These are themes I have discussed many times before, e.g. in my book In Search of Certainty. What it amounts to is a conflict of interests between the desire for singular intent and its neutering by a noisy environment. 

2. Scaling causality by information

Information scaling influences how systems work, because all systems run on the exchange of information from input to output. There is observation or data collection ("monitoring"), then reducing data to patterns, storing, and perhaps outputting knowledge in a particular representation. Information also is an implicit dependency in the representation of concepts. In short, we need information to realize intentions, to characterize decisions, to distinguish specific outcomes. The way it is preserved traces what we mean by cause and effect. If the role of information changes, then the characteristics of a system may also change. A little elementary information theory helps to clarify this.

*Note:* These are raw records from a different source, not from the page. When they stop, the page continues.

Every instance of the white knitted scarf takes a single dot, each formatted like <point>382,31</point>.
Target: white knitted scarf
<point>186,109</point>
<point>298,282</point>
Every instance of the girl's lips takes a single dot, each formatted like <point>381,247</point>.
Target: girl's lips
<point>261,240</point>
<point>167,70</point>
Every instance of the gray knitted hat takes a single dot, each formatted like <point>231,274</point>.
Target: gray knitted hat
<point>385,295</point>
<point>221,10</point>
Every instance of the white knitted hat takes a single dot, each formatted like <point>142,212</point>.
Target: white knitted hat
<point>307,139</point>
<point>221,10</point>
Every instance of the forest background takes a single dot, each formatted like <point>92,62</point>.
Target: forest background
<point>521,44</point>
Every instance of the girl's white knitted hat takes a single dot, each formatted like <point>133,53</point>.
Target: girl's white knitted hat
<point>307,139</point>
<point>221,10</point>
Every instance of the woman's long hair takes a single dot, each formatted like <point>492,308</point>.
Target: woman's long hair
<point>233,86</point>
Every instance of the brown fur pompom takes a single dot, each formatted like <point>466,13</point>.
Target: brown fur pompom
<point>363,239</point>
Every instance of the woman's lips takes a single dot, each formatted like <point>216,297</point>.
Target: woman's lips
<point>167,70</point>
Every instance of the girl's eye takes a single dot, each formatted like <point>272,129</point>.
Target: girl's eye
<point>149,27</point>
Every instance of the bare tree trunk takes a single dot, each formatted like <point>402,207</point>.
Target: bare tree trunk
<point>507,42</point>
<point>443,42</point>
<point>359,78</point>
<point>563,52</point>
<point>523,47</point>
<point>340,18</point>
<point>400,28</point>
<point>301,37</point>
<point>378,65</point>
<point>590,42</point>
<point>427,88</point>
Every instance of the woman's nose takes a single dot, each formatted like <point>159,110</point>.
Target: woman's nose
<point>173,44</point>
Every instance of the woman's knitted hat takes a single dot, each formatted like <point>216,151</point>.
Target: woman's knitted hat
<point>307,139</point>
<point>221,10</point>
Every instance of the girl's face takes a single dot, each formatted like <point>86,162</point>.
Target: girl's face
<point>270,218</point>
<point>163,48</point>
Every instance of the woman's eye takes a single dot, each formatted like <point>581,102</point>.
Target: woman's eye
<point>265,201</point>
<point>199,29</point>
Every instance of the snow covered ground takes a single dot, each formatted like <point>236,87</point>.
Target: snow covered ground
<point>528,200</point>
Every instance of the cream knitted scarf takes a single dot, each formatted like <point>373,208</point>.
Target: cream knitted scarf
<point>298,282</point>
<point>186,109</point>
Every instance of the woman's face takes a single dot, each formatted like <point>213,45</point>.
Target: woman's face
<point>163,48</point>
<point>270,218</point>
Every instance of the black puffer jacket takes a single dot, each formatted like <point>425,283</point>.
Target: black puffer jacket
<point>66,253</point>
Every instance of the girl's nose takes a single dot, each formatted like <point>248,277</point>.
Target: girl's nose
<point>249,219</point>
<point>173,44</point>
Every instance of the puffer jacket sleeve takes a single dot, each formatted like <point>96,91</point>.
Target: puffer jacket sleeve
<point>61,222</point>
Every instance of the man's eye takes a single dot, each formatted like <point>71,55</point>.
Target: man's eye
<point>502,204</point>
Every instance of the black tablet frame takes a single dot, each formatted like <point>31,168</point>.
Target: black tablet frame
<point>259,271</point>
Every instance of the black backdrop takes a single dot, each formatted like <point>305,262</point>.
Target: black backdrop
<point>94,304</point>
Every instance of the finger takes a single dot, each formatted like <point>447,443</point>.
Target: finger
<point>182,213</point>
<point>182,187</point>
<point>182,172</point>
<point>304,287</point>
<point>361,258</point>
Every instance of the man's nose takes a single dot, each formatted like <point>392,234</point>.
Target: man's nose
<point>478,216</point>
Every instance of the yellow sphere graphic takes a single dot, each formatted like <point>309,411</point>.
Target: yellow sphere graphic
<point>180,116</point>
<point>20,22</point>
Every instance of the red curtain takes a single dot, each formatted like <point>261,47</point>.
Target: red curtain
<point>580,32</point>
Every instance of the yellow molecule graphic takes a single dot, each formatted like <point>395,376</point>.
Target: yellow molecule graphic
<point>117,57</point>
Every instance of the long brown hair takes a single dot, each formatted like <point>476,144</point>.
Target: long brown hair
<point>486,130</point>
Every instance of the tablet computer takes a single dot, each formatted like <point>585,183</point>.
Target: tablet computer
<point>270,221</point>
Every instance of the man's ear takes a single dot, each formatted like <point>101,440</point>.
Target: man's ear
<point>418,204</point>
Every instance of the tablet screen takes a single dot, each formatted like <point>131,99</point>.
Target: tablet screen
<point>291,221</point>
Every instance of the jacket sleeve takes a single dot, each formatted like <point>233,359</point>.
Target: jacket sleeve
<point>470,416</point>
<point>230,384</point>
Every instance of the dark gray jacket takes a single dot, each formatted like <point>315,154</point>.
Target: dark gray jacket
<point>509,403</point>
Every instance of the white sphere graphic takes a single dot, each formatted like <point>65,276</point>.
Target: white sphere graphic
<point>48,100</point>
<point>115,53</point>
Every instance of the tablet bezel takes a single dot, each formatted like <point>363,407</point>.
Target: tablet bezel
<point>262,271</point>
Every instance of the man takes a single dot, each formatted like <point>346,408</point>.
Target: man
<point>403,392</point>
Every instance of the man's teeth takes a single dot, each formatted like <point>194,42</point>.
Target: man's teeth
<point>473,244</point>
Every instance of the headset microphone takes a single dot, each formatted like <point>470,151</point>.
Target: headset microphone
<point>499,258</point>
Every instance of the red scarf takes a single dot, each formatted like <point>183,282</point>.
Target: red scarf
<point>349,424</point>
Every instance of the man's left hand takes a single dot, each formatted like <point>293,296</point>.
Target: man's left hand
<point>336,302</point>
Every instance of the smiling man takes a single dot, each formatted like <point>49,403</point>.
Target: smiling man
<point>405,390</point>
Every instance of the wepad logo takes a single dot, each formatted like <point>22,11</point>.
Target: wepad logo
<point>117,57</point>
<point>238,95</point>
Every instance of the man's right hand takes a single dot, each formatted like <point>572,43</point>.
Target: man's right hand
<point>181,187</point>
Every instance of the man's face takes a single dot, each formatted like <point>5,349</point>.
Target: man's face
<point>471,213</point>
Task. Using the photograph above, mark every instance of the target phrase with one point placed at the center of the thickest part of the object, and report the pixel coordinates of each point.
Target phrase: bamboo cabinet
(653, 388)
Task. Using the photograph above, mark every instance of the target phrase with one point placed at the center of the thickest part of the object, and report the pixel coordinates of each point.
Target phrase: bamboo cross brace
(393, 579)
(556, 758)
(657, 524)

Claude Shannon was one of the first theoreticians to formalize ideas about information. Because of computers and marketing, we have become confused about the distinction between data and information. Phrases like "big data" suggest that we can never have enough data. But Shannon made it clear that having data is not the same as information, and "information" is not the same as "knowing". Data form a stream of observations which we classify into an alphabet of categories or "bands" (hence the term "bandwidth"); information is a collection of messages formed from these symbolic categories (e.g., text strings). It comprises patterns with partial ordering. An irreducible pattern is a symbol or digit of information. These digits are "states" of the system, or different states are different symbols — take your pick. Finally, knowledge is a repeated pattern in the information, a kind of model of the significant patterns in information. We acquire knowledge from the experience of interacting with information over time.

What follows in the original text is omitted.